SPL Vitalizer MK 2 Tube
The magic box
The original vitalizer was the magic box that was indispensable in any studio in the 90s. In the meantime, there are the successors MK2 and MK2T as well as the Tube Vitalizer and it has become somewhat quieter around this small but incredibly effective device. The main reason for this is incorrect use. With the Vitalizer, the general rule is: less is more. Since our hearing gets used to changes in the sound very quickly and can be tricked especially by perceived increases in volume, the use of the Vitalizer was often exaggerated.
However, careful use of the Vitalizer can miraculously reveal hidden subtleties in the mix. Its predefined filter curves in the bass are reminiscent of the typical bass sound created by the Pultec trick. However, it is much easier to dose due to the fast soft-knee bass compressor.

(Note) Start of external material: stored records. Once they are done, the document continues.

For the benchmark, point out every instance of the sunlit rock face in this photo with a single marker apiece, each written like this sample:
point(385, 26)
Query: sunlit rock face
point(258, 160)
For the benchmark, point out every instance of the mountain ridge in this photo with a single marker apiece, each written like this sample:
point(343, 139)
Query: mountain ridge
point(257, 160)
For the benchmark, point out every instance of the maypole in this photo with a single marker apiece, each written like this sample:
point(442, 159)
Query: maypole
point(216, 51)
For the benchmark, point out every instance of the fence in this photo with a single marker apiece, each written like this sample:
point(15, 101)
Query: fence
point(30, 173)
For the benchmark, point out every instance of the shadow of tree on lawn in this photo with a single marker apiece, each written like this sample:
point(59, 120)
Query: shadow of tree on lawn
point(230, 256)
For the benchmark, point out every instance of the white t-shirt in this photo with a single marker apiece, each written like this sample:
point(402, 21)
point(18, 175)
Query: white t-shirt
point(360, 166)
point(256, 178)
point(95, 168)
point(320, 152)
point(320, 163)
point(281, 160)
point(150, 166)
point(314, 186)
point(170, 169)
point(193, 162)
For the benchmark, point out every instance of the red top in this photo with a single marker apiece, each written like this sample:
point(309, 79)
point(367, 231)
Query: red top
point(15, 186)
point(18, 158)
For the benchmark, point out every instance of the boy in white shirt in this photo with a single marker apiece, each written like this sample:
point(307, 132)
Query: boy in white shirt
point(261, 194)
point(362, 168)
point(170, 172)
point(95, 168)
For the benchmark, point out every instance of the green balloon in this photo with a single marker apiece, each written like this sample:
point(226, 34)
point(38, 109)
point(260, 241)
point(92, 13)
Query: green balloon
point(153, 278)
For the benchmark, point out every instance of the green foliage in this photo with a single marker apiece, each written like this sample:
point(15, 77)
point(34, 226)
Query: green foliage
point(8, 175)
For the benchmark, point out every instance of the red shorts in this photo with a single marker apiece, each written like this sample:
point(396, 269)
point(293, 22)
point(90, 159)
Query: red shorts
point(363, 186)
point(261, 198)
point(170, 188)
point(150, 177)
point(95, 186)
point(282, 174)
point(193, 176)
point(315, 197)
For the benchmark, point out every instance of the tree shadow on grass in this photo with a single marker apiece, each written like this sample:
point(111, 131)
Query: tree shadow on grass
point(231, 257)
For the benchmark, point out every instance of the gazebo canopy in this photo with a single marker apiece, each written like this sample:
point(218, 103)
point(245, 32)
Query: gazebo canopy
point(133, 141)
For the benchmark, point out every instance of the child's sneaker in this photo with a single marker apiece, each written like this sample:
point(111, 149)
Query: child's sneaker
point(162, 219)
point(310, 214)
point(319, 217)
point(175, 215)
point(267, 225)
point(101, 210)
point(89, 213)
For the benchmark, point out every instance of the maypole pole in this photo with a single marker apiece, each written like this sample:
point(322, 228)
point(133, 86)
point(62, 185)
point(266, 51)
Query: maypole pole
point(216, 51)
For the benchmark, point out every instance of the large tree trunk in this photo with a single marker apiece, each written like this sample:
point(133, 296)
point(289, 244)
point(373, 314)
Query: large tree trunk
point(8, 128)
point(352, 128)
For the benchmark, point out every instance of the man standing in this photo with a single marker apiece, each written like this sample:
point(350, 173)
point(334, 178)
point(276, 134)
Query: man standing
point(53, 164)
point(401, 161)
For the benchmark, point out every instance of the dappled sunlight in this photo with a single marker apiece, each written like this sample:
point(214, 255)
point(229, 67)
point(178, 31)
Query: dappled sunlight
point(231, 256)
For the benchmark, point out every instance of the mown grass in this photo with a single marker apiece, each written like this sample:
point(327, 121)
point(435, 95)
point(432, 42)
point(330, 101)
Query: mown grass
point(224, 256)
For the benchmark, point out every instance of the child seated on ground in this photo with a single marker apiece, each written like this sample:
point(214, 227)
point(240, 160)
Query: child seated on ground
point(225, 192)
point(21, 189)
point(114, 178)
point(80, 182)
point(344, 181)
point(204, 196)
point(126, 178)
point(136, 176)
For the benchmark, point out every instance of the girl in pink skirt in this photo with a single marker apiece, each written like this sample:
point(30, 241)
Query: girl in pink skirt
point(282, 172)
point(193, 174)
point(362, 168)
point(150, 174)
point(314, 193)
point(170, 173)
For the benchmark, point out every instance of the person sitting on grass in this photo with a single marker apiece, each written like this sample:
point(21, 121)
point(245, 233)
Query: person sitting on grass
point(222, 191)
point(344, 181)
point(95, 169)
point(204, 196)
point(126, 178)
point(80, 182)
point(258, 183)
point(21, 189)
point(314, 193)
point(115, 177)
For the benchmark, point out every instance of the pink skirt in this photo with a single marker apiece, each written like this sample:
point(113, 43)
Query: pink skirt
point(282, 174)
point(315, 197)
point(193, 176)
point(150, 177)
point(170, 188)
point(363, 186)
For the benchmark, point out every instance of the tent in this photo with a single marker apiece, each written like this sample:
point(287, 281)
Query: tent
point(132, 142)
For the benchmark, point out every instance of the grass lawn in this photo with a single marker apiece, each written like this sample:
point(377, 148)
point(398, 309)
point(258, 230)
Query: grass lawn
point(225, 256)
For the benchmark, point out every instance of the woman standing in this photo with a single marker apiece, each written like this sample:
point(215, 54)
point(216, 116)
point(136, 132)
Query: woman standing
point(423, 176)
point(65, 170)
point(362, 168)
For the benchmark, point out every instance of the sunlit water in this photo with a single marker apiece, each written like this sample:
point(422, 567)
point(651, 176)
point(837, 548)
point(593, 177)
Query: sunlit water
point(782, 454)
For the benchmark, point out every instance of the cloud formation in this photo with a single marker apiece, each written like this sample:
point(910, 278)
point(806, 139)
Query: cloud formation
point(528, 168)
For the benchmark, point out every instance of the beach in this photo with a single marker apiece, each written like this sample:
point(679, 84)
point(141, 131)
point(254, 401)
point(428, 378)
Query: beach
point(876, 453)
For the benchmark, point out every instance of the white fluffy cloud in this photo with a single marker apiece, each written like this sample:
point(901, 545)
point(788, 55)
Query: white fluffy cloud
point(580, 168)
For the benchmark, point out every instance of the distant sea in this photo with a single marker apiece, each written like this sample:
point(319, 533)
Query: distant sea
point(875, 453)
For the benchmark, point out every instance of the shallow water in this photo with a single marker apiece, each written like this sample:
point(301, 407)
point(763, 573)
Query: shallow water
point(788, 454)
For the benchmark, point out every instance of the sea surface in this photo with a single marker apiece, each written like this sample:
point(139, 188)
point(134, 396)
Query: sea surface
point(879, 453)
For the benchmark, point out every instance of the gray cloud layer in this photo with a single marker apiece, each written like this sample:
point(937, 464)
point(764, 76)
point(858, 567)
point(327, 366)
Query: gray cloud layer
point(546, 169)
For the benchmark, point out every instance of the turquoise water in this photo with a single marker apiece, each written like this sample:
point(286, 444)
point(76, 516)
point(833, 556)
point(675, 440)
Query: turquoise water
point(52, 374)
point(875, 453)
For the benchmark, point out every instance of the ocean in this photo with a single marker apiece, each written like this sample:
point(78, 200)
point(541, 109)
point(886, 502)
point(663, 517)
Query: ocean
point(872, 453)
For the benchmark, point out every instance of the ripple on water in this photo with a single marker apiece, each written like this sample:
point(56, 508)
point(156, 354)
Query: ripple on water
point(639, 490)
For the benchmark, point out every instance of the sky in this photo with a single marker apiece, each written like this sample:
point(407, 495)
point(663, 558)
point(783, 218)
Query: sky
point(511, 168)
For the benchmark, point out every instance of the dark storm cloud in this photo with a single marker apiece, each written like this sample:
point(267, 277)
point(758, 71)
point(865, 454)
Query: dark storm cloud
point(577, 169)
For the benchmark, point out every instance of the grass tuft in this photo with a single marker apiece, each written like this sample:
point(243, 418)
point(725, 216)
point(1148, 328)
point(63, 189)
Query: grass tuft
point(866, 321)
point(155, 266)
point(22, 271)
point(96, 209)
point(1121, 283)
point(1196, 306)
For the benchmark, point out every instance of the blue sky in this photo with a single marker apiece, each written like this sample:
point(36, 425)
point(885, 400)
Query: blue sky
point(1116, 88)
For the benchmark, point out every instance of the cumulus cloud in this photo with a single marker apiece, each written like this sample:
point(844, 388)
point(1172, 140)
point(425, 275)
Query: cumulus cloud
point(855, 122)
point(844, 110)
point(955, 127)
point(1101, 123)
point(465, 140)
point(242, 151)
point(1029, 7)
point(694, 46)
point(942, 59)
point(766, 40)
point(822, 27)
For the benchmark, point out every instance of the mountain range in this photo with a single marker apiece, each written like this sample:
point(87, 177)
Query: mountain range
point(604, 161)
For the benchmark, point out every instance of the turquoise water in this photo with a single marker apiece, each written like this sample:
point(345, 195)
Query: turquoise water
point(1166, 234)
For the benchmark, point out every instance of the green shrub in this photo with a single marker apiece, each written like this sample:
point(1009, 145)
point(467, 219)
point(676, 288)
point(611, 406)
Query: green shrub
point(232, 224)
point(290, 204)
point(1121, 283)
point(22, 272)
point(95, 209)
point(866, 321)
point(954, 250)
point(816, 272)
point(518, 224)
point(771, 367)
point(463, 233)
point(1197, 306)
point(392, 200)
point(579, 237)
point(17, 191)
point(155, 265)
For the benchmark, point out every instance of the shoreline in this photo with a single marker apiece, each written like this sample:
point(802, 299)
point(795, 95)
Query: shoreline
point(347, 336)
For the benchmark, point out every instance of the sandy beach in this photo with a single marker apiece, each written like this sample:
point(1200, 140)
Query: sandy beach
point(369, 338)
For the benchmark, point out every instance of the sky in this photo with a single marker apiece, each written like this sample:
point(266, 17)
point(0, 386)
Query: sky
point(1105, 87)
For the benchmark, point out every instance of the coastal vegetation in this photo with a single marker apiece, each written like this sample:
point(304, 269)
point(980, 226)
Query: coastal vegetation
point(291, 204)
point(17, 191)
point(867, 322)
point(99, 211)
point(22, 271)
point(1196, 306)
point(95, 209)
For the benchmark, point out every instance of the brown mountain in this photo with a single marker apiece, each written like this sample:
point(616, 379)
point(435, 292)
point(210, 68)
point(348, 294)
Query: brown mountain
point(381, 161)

Another special feature of the Vitalizer MK2T is the stereo expander. We have not yet come across a plug-in that works so well. Maybe it's because of the tube used in the expander stage, which adds some color to the inverted side signal. Although the mix becomes wider and fuller, the mix remains mono-compatible in large parts.
The musical compressor
The Millennia is probably one of the cleanest, most musical compressors around. The TCL2 is an optoelectronic compressor with selectable tube or transistor circuitry. The TCL2 sounds incredibly transparent and musical. Like all optical compressors, its control response is slightly slower than that of VCA compressors. This makes brute pumping effects less possible, but also unintentional. On the other hand, the TCL2 adds warmth, more weight, more consistency and more depth to the music. The TCL2 probably does this better than any other compressor.
The room simulator
The Bricast M7 is certainly one of the best reverberators available. Its strength lies in the realistic, vivid simulation of real rooms, chambers and halls. The first version of the Bricasti came on the market with ultra clean non-modulated reverb rooms. These rooms were received with enthusiasm. We too fell in love with the Chambers especially the Sunset Chamber. But at the same time, there was a desire for modulated reverb tails like those brought by the big Lexicon. These sound less realistic, but are very lively and bring a certain vibe. 2 years later Bricasti then brought a firmware update with the additional v2 halls. Again, the response was great. Presets like Icebeads are already legendary today. Nevertheless, we see the Bricasti with its realistic rooms rather complementary to the classic Lexicon sound. From our point of view, the Bricasti manages better than all other reverbs to create a common real, lively sounding room.
Lexicon PCM 96
The Dream Machine
This is the last Lexicon from the pen of the great Lexicon Halls. David Griesinger, the father of the legendary Lexicon 200 and 480 gathered a group of talented engineers around him. After the acquisition of Harman, the three development minds left the company. Two of them founded Bricasti (Brian and Casey) and the third Michael Carnes founded Exponential Audio, which focused on outstanding software reverb. Michael Carnes is the one who wrote the algorithms for the PCM 96. They are identical to the great Lexicon 960 except for a few corrections, but also to Lexicon's PCM Bundle software plug-in. The halls are fantastically vibrant, warm, mellow, shiny and always a bit larger than live. It is to this day one of the best hardware reverbs still available.
It's amazing that our favorite reverbs (Bricasti, Exponential Audio and Lexicon) all come from the same pedigree. Kudos.
Lexicon MX 400 XL
The Multichannel Verb
The Lexicon MX 400 XL is something like the small brother of the PCM 96. It has a plugin interface, which unfortunately is no longer actively developed. The MX 400 XL is somewhat less dense than the larger PCM Reverbs. Nevertheless, it combines all the characteristics of a Lexicon reverb. It is warm, lively and shiny. Through its two Lexichips it can calculate four channels or 2 completely different reverbs at once. We also like to use the MX 400 live or for a monitor mix.